The Princess Freia met them in the Palace courtyard, and clasped their hands and called them the preservers of the country, which was extremely pleasant. She also told them that a slight skirmish had been fought on the Mussel-beds south of the city, and the foe had retreated.

“But Reuben tells me,” she added⁠—“that boy is really worth his weight in pearls⁠—that the main body are to attack at midnight. We must sleep now, to be ready for the call of duty when it comes. Sure you understand your duties? And the power of your buttons and your antidotes? I might not have time to remind you later. You can sleep in the armory⁠—you must be awfully tired. You’ll be asleep before you can say Jack Sprat.”

So they lay down on the seaweed, heaped along one end of the Oysters’ armory, and were instantly asleep.

It may have been their natures, or it may have been the influence of the magic coats.
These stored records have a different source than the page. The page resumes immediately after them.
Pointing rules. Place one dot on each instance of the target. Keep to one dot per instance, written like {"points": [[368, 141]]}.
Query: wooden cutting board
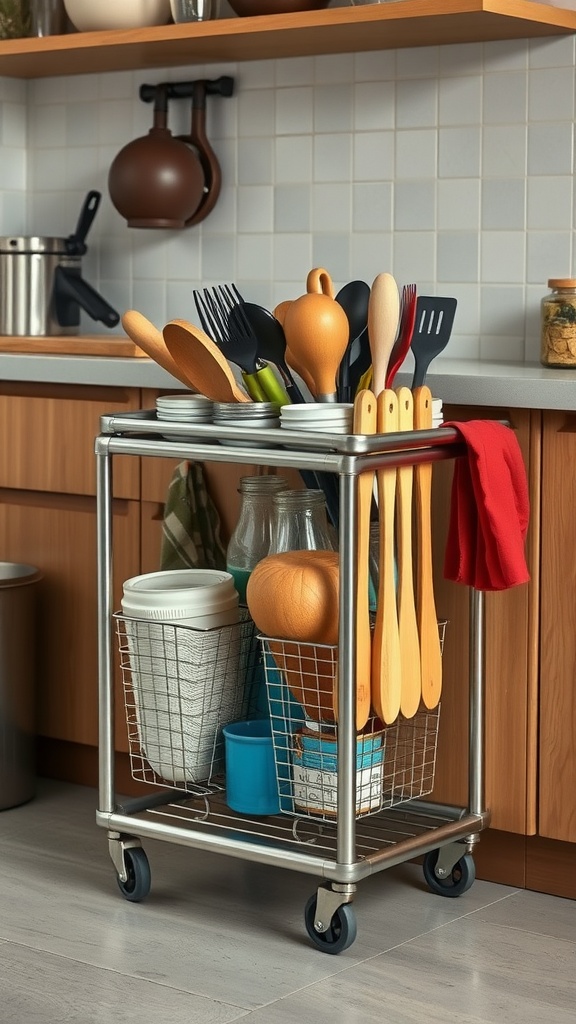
{"points": [[73, 345]]}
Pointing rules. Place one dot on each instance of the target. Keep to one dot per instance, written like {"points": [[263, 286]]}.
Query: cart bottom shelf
{"points": [[382, 840]]}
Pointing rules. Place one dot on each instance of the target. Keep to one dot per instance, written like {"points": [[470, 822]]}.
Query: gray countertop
{"points": [[455, 381]]}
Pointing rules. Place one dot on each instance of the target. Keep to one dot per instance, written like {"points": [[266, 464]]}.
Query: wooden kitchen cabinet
{"points": [[57, 534], [48, 435], [558, 630], [510, 658], [48, 519]]}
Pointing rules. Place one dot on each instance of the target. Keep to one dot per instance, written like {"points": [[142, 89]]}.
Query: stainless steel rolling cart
{"points": [[340, 842]]}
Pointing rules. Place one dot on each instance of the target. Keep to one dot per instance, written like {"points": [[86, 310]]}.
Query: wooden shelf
{"points": [[343, 30]]}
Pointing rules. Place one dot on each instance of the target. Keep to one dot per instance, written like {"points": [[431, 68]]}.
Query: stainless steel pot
{"points": [[41, 285]]}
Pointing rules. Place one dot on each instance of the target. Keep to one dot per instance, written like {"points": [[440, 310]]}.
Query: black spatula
{"points": [[435, 316]]}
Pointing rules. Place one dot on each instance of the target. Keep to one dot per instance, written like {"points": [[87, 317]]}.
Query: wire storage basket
{"points": [[181, 685], [394, 763]]}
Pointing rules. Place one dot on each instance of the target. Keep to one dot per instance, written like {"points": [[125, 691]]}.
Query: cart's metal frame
{"points": [[358, 848]]}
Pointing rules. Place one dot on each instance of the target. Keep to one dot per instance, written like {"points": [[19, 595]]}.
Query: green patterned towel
{"points": [[191, 531]]}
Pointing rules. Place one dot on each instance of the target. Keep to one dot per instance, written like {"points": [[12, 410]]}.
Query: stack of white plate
{"points": [[183, 409], [255, 415], [330, 417]]}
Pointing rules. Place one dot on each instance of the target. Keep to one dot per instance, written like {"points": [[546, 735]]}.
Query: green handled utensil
{"points": [[221, 315]]}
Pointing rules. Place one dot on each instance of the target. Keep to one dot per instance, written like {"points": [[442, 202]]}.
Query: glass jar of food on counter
{"points": [[558, 343]]}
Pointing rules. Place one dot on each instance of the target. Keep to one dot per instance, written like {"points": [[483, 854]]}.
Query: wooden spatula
{"points": [[430, 653], [383, 315], [385, 642], [150, 339], [201, 363], [407, 623], [364, 423]]}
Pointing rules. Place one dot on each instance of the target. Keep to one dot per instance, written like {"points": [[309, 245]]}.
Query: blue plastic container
{"points": [[250, 768]]}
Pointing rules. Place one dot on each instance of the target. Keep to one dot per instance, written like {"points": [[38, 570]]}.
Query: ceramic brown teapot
{"points": [[157, 180]]}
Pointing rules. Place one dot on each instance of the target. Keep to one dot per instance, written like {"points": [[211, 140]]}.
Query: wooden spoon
{"points": [[364, 423], [150, 339], [201, 361], [407, 623], [317, 336], [430, 652], [385, 643], [383, 316]]}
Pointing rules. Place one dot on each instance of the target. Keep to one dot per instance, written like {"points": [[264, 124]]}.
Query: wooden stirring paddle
{"points": [[201, 363], [383, 316], [407, 624], [150, 339], [364, 423], [385, 642], [430, 652]]}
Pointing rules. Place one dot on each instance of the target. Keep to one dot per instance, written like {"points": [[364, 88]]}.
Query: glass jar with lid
{"points": [[558, 339], [300, 522], [251, 537]]}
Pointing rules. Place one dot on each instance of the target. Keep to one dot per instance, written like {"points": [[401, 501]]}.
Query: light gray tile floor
{"points": [[219, 939]]}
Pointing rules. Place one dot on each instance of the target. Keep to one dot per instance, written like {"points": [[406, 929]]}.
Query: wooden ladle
{"points": [[201, 361], [150, 339], [319, 281], [317, 336]]}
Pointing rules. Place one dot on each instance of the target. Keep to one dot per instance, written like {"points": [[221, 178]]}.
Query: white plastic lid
{"points": [[179, 594]]}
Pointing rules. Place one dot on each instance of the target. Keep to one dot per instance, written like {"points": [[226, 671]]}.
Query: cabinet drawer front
{"points": [[48, 435]]}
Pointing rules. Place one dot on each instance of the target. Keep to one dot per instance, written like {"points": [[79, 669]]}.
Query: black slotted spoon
{"points": [[435, 316]]}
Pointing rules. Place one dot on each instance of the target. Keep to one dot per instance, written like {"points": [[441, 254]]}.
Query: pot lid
{"points": [[43, 245]]}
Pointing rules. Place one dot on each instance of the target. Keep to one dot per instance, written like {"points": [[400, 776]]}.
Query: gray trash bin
{"points": [[17, 683]]}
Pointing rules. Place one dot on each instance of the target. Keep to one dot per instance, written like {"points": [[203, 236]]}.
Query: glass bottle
{"points": [[300, 522], [251, 537], [558, 339]]}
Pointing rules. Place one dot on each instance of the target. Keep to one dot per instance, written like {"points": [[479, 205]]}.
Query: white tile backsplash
{"points": [[450, 166]]}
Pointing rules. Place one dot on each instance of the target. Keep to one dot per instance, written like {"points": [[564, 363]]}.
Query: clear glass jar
{"points": [[300, 522], [251, 537], [558, 339]]}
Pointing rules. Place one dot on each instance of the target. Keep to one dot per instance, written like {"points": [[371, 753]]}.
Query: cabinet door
{"points": [[558, 609], [57, 534], [48, 433], [510, 659]]}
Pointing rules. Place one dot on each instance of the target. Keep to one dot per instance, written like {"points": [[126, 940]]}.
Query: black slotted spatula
{"points": [[435, 316]]}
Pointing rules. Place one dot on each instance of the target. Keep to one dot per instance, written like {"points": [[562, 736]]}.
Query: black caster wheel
{"points": [[136, 886], [340, 932], [459, 881]]}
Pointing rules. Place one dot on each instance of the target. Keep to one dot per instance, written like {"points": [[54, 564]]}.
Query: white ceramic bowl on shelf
{"points": [[94, 15]]}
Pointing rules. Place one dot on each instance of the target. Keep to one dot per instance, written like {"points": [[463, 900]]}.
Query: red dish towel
{"points": [[489, 510]]}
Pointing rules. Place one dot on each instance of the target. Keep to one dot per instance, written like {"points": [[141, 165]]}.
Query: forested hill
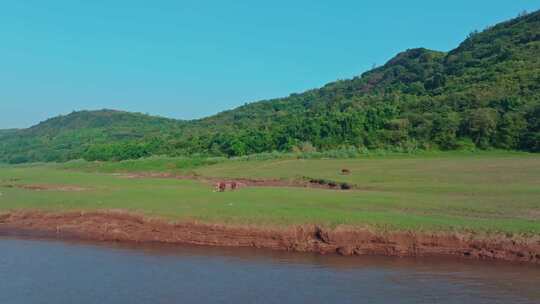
{"points": [[483, 94]]}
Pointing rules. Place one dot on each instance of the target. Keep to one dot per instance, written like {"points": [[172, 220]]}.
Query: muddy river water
{"points": [[50, 271]]}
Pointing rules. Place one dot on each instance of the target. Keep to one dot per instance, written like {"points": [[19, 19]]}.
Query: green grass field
{"points": [[488, 192]]}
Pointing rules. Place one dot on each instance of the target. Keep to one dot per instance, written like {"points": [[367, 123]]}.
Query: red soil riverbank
{"points": [[120, 226]]}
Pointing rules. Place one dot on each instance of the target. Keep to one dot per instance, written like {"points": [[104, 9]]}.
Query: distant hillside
{"points": [[68, 137], [483, 94]]}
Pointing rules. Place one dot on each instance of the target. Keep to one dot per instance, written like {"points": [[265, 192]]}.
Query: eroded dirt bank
{"points": [[120, 226]]}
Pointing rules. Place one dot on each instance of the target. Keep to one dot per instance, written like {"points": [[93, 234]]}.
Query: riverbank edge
{"points": [[121, 226]]}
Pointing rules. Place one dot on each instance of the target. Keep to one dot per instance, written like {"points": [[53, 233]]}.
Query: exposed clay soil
{"points": [[120, 226]]}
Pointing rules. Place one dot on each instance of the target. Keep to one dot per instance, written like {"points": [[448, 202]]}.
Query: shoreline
{"points": [[121, 226]]}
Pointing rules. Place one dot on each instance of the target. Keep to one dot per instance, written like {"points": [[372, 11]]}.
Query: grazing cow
{"points": [[345, 171]]}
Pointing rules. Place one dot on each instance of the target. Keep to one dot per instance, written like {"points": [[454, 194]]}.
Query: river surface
{"points": [[46, 271]]}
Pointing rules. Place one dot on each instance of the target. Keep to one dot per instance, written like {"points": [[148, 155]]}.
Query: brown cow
{"points": [[345, 171]]}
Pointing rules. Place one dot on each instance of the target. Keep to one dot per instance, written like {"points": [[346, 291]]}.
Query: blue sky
{"points": [[189, 59]]}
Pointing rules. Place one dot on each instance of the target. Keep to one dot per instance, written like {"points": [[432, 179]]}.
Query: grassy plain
{"points": [[487, 192]]}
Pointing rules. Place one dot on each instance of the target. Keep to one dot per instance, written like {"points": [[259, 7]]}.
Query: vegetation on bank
{"points": [[483, 193], [484, 94]]}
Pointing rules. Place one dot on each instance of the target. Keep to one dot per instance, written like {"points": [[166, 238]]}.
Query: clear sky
{"points": [[189, 59]]}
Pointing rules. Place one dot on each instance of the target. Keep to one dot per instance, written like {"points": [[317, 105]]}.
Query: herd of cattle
{"points": [[228, 185], [223, 186]]}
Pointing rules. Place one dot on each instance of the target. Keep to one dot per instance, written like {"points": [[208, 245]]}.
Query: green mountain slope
{"points": [[484, 94]]}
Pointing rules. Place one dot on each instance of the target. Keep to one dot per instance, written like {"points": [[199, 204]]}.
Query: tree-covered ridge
{"points": [[483, 94]]}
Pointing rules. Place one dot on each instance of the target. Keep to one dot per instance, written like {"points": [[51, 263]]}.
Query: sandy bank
{"points": [[120, 226]]}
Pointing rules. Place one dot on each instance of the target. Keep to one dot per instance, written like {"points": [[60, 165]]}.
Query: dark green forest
{"points": [[485, 94]]}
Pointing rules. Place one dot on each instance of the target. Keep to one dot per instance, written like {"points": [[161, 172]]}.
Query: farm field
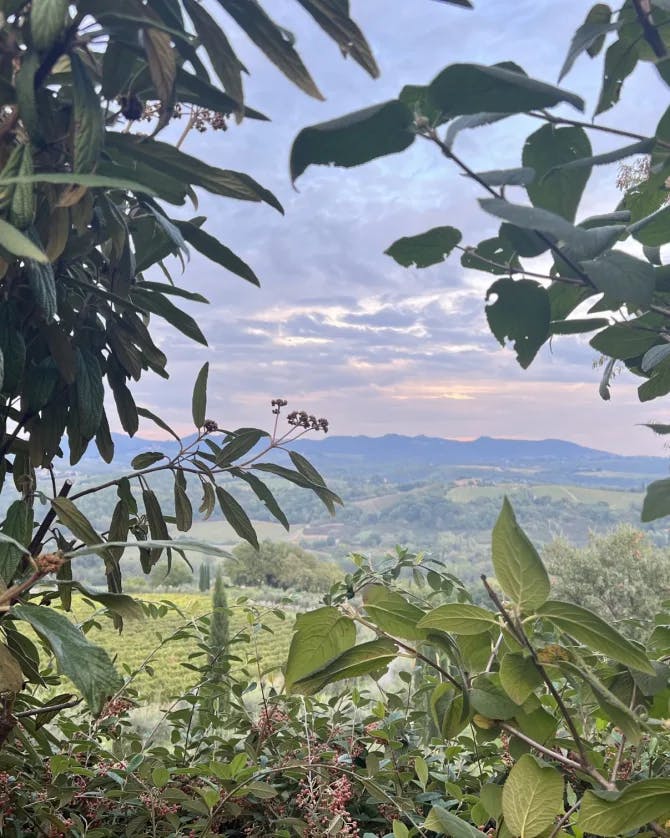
{"points": [[154, 654]]}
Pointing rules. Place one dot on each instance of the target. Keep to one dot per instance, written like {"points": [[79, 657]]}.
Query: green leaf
{"points": [[364, 659], [18, 525], [516, 563], [217, 252], [354, 139], [334, 19], [226, 64], [622, 277], [426, 249], [657, 498], [550, 151], [320, 636], [459, 618], [19, 245], [521, 313], [236, 517], [615, 813], [590, 36], [519, 677], [148, 458], [489, 699], [264, 494], [521, 176], [76, 521], [47, 21], [90, 393], [392, 613], [199, 400], [532, 797], [475, 88], [620, 60], [43, 288], [160, 305], [273, 41], [652, 230], [443, 822], [88, 666], [591, 630], [87, 117]]}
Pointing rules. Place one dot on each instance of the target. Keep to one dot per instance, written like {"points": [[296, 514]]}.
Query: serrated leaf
{"points": [[354, 139], [550, 151], [458, 618], [595, 633], [199, 399], [236, 516], [392, 613], [475, 88], [520, 313], [532, 797], [590, 35], [425, 249], [516, 563], [614, 813], [319, 637], [88, 666], [519, 677], [443, 822]]}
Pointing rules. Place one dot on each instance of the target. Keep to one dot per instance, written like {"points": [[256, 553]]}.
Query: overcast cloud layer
{"points": [[340, 329]]}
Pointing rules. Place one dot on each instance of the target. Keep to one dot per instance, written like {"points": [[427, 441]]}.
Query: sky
{"points": [[338, 328]]}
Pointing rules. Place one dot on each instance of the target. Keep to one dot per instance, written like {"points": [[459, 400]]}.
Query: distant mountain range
{"points": [[397, 457]]}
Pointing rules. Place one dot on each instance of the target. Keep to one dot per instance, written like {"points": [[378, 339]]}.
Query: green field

But whatever the cause, it is certain that they lay down without fear, slept without dreams, and awoke without alarm when an Oyster corporal touched their arms and whispered, “Now!”

They were wide awake on the instant and started up, picking their oyster shields from the ground beside them.

“I feel just like a Roman soldier,” Cathay said. “Don’t you?”

And the others owned that so far as they knew the feelings of a Roman soldier, those feelings were their own.

The shadows of the guardroom were changed and shifted and flung here and there by the torches carried by the busy Oysters. Phosphorescent fish these torches were, and gave out a moony light like that of the pillars in the Cave of Learning. Outside the Lobster-guarded arch the water showed darkly clear. Large phosphorescent fish were twined round pillars of stone, rather like the fish you see on the lampposts on the Thames Embankment, only in this case the fish were the lamps. So strong was the illumination that you could see as clearly as you can on a moonlit night on the downs, where there are no trees to steal the light from the landscape and bury it in their thick branches.

All was hurry and bustle. The Salmoners had sent a detachment to harass the flank of the enemy, and the Sea Urchins, under the command of Reuben, were ready in their seaweed disguises.